Two recent (negative) letters to the editor of the Wilmington News Journal:
Trails won’t inspire more bicycle commuters
I own an “electric bike” and I ride it to work about three to four days per week during the spring/summer/fall. Fortunately, there is only a stretch of about a half mile where I am on a main road — Silverside, mostly with a bike lane, and Grub roads, which is totally treacherous.
The rest of the trip is through residential neighborhoods. That $13 million new bike trail project is practically a joke and won’t begin to make this pedestrial/bike-hostile state any friendlier — except maybe for recreational riding (path in park or road to nowhere). I was shocked to read in your article that yet another biker was killed on Marsh road last month. [Continue reading …]
Poster’s Note: This very negative letter runs contrary to data collected on trails and pathways that have connections between cities, towns, neighborhoods, and services. The Junction Breakwater Trail in Rehoboth and the James F. Hall Trail in Newark are excellent examples of pathway systems that encourage more folks to walk or pedal to work. Ditto for others in the Trails and Pathways plan that make serious connections and are NOT paths to nowhere. Add to that a Complete Streets policy, and Advocates partnered with government agencies working toward safer on-road conditions.
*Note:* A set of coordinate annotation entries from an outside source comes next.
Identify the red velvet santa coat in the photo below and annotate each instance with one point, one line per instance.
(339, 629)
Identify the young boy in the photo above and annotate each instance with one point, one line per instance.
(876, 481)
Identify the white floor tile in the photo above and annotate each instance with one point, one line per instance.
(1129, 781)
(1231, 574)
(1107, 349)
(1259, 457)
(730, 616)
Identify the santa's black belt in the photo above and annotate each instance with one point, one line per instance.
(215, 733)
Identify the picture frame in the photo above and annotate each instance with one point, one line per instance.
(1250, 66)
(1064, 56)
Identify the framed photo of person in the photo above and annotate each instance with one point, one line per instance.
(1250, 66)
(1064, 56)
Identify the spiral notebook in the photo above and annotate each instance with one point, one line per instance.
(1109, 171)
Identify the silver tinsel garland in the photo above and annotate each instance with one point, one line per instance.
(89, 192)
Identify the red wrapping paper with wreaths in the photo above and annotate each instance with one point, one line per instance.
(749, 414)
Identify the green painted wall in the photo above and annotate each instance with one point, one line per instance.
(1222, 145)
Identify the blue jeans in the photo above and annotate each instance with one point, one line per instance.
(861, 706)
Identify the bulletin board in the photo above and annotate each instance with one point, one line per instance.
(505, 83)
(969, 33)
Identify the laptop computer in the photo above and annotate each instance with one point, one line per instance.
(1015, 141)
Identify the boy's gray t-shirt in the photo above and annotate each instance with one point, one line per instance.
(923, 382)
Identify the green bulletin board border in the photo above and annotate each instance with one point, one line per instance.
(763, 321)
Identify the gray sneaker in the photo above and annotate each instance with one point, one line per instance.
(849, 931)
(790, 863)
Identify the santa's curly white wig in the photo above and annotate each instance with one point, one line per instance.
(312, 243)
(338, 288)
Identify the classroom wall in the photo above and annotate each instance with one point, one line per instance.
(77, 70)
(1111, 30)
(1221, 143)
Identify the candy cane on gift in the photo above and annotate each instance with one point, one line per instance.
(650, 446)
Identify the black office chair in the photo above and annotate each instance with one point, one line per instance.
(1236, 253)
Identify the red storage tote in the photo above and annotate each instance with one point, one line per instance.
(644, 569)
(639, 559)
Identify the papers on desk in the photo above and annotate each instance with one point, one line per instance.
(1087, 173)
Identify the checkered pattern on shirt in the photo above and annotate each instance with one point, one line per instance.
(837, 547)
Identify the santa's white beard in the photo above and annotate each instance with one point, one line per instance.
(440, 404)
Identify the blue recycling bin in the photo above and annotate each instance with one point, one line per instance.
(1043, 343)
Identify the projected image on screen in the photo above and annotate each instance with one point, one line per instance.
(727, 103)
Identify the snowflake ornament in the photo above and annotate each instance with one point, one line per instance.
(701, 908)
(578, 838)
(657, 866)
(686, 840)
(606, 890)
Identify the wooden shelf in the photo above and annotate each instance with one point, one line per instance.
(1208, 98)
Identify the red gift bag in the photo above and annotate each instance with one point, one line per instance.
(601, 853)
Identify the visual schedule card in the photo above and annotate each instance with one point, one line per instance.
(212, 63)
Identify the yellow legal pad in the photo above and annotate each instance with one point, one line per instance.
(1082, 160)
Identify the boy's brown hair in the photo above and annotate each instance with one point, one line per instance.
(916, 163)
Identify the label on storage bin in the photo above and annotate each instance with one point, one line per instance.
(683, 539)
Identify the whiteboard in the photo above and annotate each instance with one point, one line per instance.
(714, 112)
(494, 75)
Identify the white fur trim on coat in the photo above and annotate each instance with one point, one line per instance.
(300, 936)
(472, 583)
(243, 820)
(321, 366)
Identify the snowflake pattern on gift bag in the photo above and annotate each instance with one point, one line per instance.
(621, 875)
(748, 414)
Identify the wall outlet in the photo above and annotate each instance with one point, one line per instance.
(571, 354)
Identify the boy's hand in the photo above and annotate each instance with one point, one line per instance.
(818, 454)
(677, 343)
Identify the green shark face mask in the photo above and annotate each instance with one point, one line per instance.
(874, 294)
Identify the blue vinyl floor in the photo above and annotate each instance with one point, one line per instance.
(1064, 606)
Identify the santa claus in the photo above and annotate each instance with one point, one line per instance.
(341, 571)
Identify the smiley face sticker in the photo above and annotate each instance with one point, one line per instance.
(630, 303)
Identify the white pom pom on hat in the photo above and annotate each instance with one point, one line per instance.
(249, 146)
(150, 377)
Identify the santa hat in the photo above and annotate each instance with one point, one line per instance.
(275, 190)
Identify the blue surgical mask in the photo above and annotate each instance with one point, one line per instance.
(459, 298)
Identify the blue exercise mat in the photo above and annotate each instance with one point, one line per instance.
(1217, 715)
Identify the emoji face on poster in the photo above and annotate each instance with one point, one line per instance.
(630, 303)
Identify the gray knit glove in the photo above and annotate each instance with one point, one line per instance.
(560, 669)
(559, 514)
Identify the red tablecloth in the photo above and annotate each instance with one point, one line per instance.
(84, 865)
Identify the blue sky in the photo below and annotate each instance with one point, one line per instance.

This in depth study (pdf) shows that a greater supply of bike paths and on-street infrastructure will result in a significantly higher bicycle commuting rate.
Bikers have safety responsibilities, too
While I can appreciate the plight and safety of bikers with autos on our roads “State Aims to ease the way for bikers,” July 7) there is another side to this issue. Cyclists riding two and three abreast on narrow county roads create dangerous conditions. And alas, one biker in the article, commented “..trouble for bike commuters, who must steer around joggers, walkers and people with strollers.
”Countless times my wife and I, walking on state park “walking/bike trails” are startled and nearly hit by bikers who fail to shout a warning. We have given up walking these trails on weekend and holiday mornings as a result. Yes, bikers you have safety responsibilities as well. [Continue reading …]
Poster’s Note: While the writer makes some valid points, bicyclists are not exceptional among other road and pathway users. In the same context, we can say motorists abuse other road users and each other, motorcyclists think it’s safer to make us deaf, pedestrians jaywalk or spread themselves across the path while ignoring the gentle ringing of a bell or verbal announcement, and so it goes. The News Journal article could have better addressed these concerns, however, “safety responsibilities” apply to all users of the public right-of-way. If anything, motorists stand out due to the enormous toll taken on human/non-human life and the environment. Generally speaking, at least among the non-motoring public, the situation is not that bad. Those who have issues are better served by joining an advocacy group and assisting with education and enforcement.